村公用車でワクチン集団接種会場に到着した風間浦村の高齢者=11日午後

 新型コロナウイルスワクチンの高齢者接種で、青森県内の複数の市町村が専用バスを運行したり、循環バスを無料にしたりするなど、自宅から接種場所までの移動を支援している。特に町村部では公共交通機関が少ないというハンディを、専用バス運行などでカバー。早期収束へ向け、一人でも多くの高齢者に接種してもらいたい-との意向がある。

 11日午後2時半ごろ、風間浦村のワクチン集団接種会場・村総合福祉センターに、ワゴンタイプの村公用車1台が到着した。乗っていたのは接種を予約した高齢女性。村職員の手を借りて車を降り、車いすで会場に入った。

 4月20日に県内で最も早く高齢者の集団接種を始めた同村は、公用車を利用して高齢者の移動を支援。会場から約10キロ離れた下風呂地区など、村内各地に出向いている。集団接種を予約した約670人のうち約120人が送迎を希望した。

 冨岡宏村長は「車を持っていない人は、会場に近い易国間地区からでも10分ほど歩いて移動しなければならない。移動手段を持っていない人を支援したい」と話した。

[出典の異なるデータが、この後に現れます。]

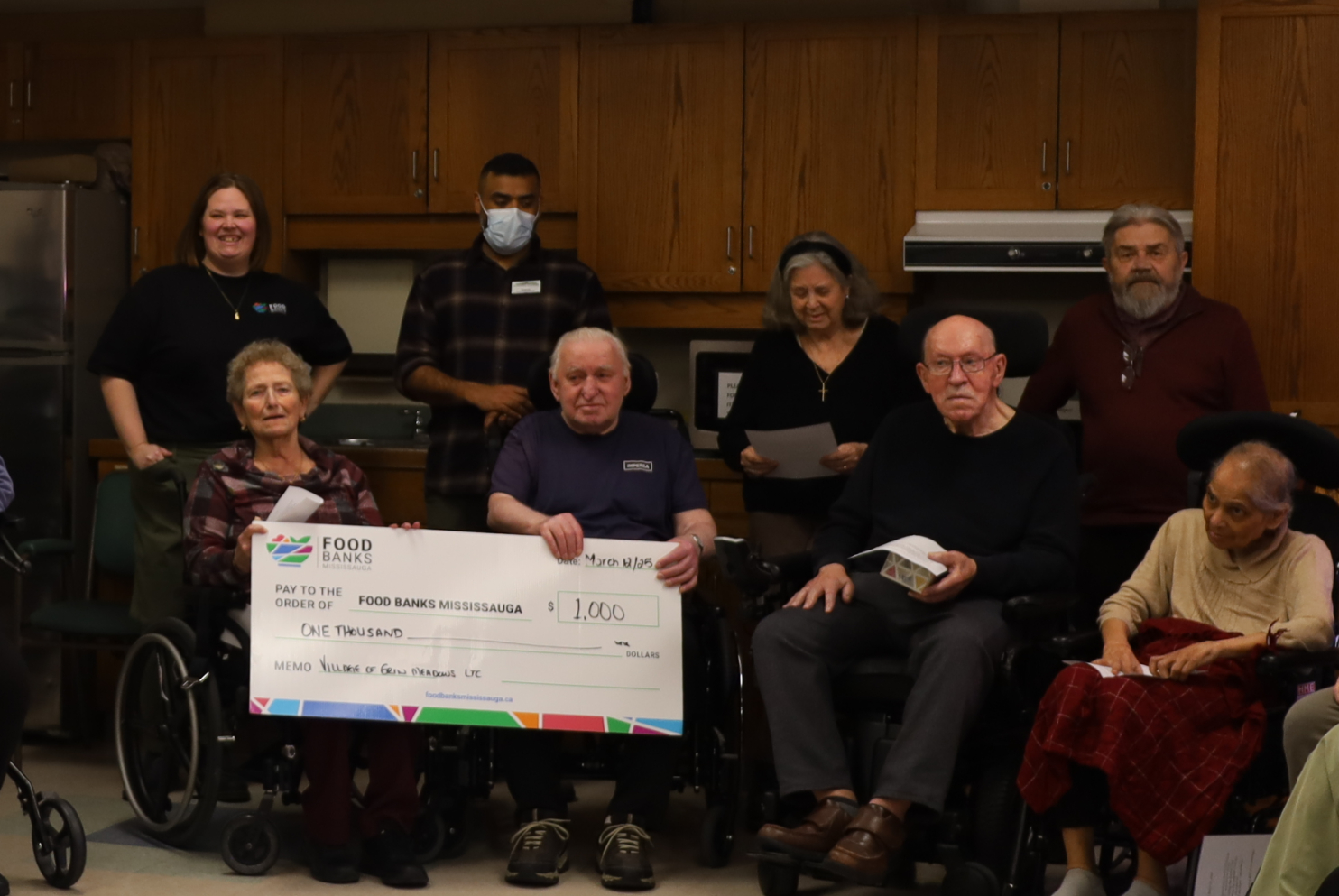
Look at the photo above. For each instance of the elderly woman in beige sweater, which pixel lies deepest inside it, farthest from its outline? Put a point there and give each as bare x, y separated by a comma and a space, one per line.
1234, 566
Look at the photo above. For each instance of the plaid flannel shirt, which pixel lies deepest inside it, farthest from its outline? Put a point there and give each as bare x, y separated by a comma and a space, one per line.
475, 320
229, 493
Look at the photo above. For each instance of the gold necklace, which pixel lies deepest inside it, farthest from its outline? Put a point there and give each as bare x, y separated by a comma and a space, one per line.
237, 314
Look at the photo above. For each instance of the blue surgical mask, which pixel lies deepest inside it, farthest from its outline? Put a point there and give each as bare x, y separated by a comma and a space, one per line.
509, 231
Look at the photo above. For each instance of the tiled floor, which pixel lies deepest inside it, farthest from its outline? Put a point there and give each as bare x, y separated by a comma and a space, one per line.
121, 863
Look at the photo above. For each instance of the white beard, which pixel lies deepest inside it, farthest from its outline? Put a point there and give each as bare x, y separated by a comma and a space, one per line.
1142, 300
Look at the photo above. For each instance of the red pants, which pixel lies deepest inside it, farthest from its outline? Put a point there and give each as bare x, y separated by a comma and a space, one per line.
392, 784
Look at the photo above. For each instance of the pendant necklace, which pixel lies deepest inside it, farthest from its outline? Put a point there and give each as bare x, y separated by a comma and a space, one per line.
237, 314
822, 381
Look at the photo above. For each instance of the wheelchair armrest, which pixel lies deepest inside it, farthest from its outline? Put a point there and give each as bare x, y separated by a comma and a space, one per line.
1046, 605
1278, 664
1082, 646
44, 547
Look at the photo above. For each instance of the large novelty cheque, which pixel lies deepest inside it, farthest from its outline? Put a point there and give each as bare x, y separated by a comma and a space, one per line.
464, 628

 人口約1300人と県内最小規模の西目屋村。村内に医療機関がないため、隣接する弘前市の医療機関でワクチン接種を実施。希望する高齢者を大型バスで送り迎えしている。

 集団接種初日の7日は24人が、45人乗りの大型バス2台に分かれて乗り、間隔を空けて座った。伴走車を1台つけ、急な体調の変化に対応できるようにした。

 県内でバス運行の移動を支援している、または支援を予定する自治体は、同村のほか五所川原市、鯵ケ沢町、深浦町、中泊町、六ケ所村、新郷村など。三沢市は事前申し込み不要の専用バスを運行。担当者は「安心感を高め、接種率が高まることに期待」と語る。

 黒石市は市回遊バスの無料乗車券を配布するほか、市内10地区の公民館・地区センターと集団接種会場を巡回する無料タクシーを運行する。十和田市、外ケ浜町、七戸町なども、既存の循環・シャトルバスを利用して、会場への“足”を確保。平川市は、集団接種の会場ごとに送迎タクシーを運行している。

 一方、医療機関での個別接種を原則としている青森市、弘前市、八戸市は、送迎支援制度などは設けていない。八戸市の担当者は「日常的な受診の時と同じ手段で移動が可能と考えている」としている。